Spring Forward: Daylight Saving Time
Get ready for longer days and warmer weather—the first day of spring is just around the corner! But to prepare for the change in season, we have to set our clocks one hour forward for Daylight Saving Time. In this guide, we’ll go over everything you need to know about this year’s leap forward.
When Is Spring Daylight Saving Time?
Every year, Daylight Saving Time begins on the second Sunday of March. The one-hour jump forward will occur at 2 a.m., meaning the clock will go from 1:59 a.m. right to 3:00 a.m.
Who Observes Daylight Saving Time?
Of the 50 U.S. states, 48 observe Daylight Saving Time (DST). Hawaii does not participate in the time change, nor does the state of Arizona. However, the Navajo Nation, which is partially within Arizona’s borders, does observe DST and sets the clock forward.
American Samoa, Guam, the Northern Mariana Islands, Puerto Rico, and the U.S. Virgin Islands do not observe DST.
Do We Gain an Hour or Lose an Hour?
In the spring, we move our clocks one hour ahead. In effect, we “lose” an hour between falling asleep Saturday night and waking up Sunday morning. In the fall, we set our clocks one hour earlier, getting that time back.
How Do I Adjust to Daylight Saving Time?
A one-hour time difference may not sound like a huge difference, but it’s enough to affect your internal clock and disrupt your circadian rhythm. To help ease the transition, give these adjustment tricks a try.
Tips for Coping With Daylight Saving Time
1. Get a Head Start
In the four nights leading up to Daylight Saving Time, start going to bed earlier by 15-minute increments each night. That way, you don’t “lose” an entire hour of sleep the night of. This trick works especially well with young children who need every minute of rest they can get.

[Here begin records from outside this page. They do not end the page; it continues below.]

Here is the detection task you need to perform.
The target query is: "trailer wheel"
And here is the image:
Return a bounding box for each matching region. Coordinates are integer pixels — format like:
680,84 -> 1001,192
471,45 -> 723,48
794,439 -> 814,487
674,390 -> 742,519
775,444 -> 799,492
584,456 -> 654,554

2. Maintain Your Usual Schedule
Even if you don’t get a full eight hours of sleep on Saturday night, don’t let the switch to Daylight Saving Time disrupt your normal routines. Waking up, eating, and exercising at the same time you usually do will help your body adjust, aligning your internal clock with the Daylight Saving Time clock.
3. Enjoy the Sunlight
It’s no coincidence that people sleep at the same time the sun does. The human body maintains a 24-hour sleep-wake cycle, a circadian rhythm regulated by the release of melatonin, also known as the “sleep hormone.” The amount of melatonin the body produces depends on exposure (or the lack of exposure) to light. This relationship makes you feel awake when the sun is out and tired when it’s dark.
Getting outside and enjoying natural sunlight can help your body get back in sync with the sun after the start of Daylight Saving Time. After all, the purpose of setting our clocks an hour forward is to align our schedules with the sunlight hours.
4. Practice Healthy Sleep Hygiene
Adjusting to Daylight Saving Time is the perfect excuse to hit the reset button for your sleep hygiene.
When you set your clock forward an hour, think of it as a fresh start on your sleep schedule and habits.
Take this opportunity to commit to sleep hygiene best practices like limiting screen time before bed, monitoring your caffeine intake, exercising regularly, and going to sleep and waking up at the same time every day. Also, you can always support your sleep with your sleep setup including a pressure-relieving mattress, comfortable pillow, and temperature-regulating bedding.
Sleep Better This Spring
Losing an hour for the start of Daylight Saving Time may seem like an inconvenience every year, but ultimately, it helps people stay in tune with the sun’s movements and enjoy longer, brighter days.
This year, be ready to lose an hour, knowing you’ll get it back in November. Within a few short days, you’ll be back in sync with the clock, feeling energized and ready to take on the first days of spring.
Disclaimer: Nolah does not provide medical advice. All resources on the Nolah blog, including this article, are informational only and do not replace professional medical counsel. Talk to your doctor about any health, mental health, or sleep-related issues.